Over 287 million people in India are illiterate. Therefore it becomes the need of the hour to have some laws specifically regarding the fine print contracts. As more and more people are involved with banking transactions, it becomes a priority to safeguard their interest from falling into the corrupted hands of banks through fine print contracts.
The responsibility of RBI increases to establish a strong and effective control on the banking system being the care taker. Effective coordination of various private and public sector banks with the RBI on initiative to improve customer education, protection and service department will help improve the situation.
The right to fair treatment, transparency, honest dealing, right to privacy, suitability and grievance redress along with compensation are the basic rights given to the customers under the Charter of customer rights. Strict reforms and policies should be brought in by RBI to safeguard the interest of customers.
It is the duty of the banking sector to maintain transparency with its customers in terms of service charges and penalties. The banks are required to bring improvements based on the complaints relating to fine print contracts. It becomes their responsibility to enforce ethical behaviour and to educate the customers regarding the liability clauses under fine prints.
[i] Princell v. Pickwick Greyhound Lines, Inc., 262 Ill. App. 298, 3.
[ii] State v.

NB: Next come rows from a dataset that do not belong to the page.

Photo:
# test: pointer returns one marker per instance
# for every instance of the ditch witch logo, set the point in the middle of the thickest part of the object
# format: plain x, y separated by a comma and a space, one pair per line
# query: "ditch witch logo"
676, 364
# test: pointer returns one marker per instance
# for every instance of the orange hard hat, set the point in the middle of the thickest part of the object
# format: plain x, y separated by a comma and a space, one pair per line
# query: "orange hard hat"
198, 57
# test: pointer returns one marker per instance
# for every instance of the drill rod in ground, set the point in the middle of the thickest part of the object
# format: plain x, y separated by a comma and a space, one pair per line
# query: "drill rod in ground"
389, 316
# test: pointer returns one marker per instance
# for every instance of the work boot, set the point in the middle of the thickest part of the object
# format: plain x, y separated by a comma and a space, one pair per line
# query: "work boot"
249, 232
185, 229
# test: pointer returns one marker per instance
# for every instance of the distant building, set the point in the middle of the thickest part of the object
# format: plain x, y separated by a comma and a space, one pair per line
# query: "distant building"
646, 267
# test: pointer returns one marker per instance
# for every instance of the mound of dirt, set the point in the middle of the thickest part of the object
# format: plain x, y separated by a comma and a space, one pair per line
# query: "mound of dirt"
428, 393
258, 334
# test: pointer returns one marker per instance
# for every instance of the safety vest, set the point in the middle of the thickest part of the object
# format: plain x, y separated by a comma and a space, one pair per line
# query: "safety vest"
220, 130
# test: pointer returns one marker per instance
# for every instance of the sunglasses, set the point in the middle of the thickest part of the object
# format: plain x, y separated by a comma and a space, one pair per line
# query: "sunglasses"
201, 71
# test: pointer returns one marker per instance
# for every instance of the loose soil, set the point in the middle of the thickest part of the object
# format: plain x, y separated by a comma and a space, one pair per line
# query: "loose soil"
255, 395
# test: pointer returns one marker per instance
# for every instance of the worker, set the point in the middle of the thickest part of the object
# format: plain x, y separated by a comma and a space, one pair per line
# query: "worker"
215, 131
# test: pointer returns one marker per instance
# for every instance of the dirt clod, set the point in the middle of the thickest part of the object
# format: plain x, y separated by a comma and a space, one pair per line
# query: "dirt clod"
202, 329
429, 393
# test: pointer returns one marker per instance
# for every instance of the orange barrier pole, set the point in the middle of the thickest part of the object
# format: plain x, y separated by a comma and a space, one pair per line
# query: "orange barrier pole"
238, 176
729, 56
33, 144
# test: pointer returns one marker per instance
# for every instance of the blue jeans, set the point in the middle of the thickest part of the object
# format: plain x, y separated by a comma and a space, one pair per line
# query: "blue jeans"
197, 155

Vertrue, Inc., 834 N.W.2d.
[iii] Vol. 63 HARVARD LAW REVIEW, 494-504 (1950)
[iv] Will Kenton, Fine Print, INVESTOPEDIA, December 30, 2020.
[v] Consumer Psychology and the Problem of Fine-Print Fraud, Volume72, STANFORD LAW REVIEW, 2020, https://review.law.stanford.edu/wpcontent/uploads/sites/3/2020/03/Furth-Matzkin-Sommers-72-Stan.-L.-Rev.-503.pdf.
[vi] The Indian Contract Act, 1872 §10.
[vii] The Indian Contract Act, 1872 §16(3).
[viii] Poosathurai v Kannappa Chettiar I.L.R. 43 Mad. 546 (P.C).
[ix] The Indian Contract Act, 1872 §23.